Whether talking about the bifurcation of survival horror into its “survival” and “action” subsets, Kefka vs.Sephiroth, Joker vs. well… anybody. The argument that these are comparable… well… Evil and horror and whatnot are there? I guess for me one of the single issues is the idea of a single overwhelming evil. Evil to me is institutional, pervasive, petty, bureaucratic… it’s rooted firmly in good people looking the other way, compromising themselves again and again, pushing down others to push themselves up. That’s the sort of human evil that at least makes sense to me.
Lovecraftian horror, which most see as some sort of precursor to the survival horror genre is based on a blend of humanity’s need to understand, coupled with their insignificance. A subtle point frequently missed by literary types about butterflies and hurricanes, is that most systems, especially ones established over eons, are inherently stable. e.g. there aren’t millions of bugs ripping off typhoons right and left. But people are familiar with the law of unintended consequences, and also know that social systems are far less robust (and also overestimate their own significance).

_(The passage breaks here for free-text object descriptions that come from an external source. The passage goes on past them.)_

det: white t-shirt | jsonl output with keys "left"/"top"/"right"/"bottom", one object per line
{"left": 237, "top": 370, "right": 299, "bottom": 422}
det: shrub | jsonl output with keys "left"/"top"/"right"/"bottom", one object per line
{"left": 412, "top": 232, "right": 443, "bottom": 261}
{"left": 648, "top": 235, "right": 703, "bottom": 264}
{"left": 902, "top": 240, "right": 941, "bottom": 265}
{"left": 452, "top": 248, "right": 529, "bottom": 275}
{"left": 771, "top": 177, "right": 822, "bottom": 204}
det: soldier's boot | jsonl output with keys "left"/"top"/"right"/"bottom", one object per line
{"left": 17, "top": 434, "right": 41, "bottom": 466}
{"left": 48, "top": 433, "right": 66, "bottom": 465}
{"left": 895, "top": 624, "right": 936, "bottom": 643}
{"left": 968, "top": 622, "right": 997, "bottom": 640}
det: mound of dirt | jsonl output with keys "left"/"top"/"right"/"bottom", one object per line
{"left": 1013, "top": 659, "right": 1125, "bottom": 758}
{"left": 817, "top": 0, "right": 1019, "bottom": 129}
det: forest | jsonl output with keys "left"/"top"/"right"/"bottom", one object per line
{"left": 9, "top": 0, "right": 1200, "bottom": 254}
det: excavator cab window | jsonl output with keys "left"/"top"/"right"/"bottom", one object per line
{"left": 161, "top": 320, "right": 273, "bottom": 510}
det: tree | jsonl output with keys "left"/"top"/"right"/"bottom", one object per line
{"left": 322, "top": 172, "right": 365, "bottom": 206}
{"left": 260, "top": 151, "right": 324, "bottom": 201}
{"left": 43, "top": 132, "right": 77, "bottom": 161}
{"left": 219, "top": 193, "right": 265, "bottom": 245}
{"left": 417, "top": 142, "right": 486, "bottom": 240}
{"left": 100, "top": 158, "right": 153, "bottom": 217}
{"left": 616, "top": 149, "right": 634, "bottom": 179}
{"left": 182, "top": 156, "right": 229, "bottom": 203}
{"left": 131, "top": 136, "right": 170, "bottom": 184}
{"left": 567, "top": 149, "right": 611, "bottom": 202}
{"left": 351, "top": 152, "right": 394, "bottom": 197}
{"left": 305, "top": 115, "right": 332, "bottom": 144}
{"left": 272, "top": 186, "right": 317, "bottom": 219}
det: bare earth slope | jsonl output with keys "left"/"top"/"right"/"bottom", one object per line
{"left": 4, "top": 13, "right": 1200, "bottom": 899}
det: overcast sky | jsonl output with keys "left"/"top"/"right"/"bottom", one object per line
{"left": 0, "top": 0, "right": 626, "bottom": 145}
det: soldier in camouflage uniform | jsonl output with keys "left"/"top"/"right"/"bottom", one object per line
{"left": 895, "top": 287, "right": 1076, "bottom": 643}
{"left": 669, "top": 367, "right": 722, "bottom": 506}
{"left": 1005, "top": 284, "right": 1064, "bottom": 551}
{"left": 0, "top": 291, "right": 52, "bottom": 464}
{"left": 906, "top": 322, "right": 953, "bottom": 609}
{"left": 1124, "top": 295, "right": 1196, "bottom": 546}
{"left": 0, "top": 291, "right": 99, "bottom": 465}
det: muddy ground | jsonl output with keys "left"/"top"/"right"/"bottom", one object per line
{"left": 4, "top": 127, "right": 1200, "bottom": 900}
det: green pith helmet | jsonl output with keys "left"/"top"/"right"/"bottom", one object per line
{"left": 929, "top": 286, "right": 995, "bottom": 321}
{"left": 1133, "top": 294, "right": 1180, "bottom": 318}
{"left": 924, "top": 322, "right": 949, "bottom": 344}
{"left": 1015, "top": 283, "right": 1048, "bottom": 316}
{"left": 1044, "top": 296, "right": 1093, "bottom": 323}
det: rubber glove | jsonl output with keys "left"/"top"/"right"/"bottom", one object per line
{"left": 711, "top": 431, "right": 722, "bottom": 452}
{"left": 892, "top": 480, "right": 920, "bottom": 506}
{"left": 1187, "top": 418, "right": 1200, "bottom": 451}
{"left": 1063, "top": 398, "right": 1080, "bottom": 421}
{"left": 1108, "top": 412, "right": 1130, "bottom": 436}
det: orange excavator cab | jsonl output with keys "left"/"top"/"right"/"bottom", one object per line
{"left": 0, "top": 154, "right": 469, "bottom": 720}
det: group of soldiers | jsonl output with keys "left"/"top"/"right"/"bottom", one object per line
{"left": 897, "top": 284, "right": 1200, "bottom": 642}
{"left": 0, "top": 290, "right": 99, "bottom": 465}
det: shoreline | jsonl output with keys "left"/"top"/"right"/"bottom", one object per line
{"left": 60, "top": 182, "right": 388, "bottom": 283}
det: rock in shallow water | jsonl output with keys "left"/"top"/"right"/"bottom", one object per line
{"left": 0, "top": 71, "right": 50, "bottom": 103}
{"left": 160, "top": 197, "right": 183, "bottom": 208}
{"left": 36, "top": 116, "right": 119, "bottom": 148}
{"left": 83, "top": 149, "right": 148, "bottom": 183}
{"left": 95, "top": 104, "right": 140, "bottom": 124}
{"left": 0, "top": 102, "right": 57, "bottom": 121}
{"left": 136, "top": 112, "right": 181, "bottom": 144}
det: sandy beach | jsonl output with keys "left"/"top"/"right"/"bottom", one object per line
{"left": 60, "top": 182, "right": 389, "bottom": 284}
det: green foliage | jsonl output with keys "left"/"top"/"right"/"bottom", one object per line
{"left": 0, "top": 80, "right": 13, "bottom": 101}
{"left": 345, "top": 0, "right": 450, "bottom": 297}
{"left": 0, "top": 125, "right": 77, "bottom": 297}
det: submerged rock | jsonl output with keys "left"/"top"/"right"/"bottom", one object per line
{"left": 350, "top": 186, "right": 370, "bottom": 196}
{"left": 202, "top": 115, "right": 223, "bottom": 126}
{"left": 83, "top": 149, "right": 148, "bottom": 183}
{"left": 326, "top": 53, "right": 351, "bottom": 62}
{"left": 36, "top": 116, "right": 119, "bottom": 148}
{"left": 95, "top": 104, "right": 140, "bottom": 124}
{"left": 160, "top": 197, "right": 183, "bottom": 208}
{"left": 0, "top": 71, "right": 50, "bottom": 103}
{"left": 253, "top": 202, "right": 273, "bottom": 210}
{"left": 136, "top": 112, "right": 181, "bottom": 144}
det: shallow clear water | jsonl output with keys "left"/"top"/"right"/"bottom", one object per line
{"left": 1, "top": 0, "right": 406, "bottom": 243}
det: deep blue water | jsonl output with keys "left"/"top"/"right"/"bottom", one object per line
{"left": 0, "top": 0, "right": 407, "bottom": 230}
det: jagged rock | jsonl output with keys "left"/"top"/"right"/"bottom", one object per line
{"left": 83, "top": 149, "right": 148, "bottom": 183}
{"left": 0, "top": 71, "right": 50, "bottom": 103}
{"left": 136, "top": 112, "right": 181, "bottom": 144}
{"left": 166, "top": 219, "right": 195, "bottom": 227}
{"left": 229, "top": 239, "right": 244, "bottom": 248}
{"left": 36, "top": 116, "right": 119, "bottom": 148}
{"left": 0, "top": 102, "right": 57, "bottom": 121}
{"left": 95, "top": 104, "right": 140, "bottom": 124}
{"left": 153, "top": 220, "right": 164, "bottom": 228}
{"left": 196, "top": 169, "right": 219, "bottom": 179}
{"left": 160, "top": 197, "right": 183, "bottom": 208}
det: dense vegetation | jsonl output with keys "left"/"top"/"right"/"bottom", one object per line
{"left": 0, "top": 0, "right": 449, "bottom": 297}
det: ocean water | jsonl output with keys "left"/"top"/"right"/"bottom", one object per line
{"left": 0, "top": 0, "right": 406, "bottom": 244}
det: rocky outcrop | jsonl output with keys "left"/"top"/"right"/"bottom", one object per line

Probably the best horror movie I’ve seen in a while was the movie Cube. Prime numbers aside, the movie presented a rational monolith to human evil. Too frequently insane is portrayed as evil, amorality is evil, sociopathy is evil. These things are what they are, that’s why these words exist. Evil is the stuff of quantum granules, cascading, avalanching to tangibility. Context determines ethics. It’s the argument of two dimensionality. I guess it’s nice to feel the lynchpin can be defined as one person, one day. But they don’t make games about social workers or city ordinances or the daily brand of justice.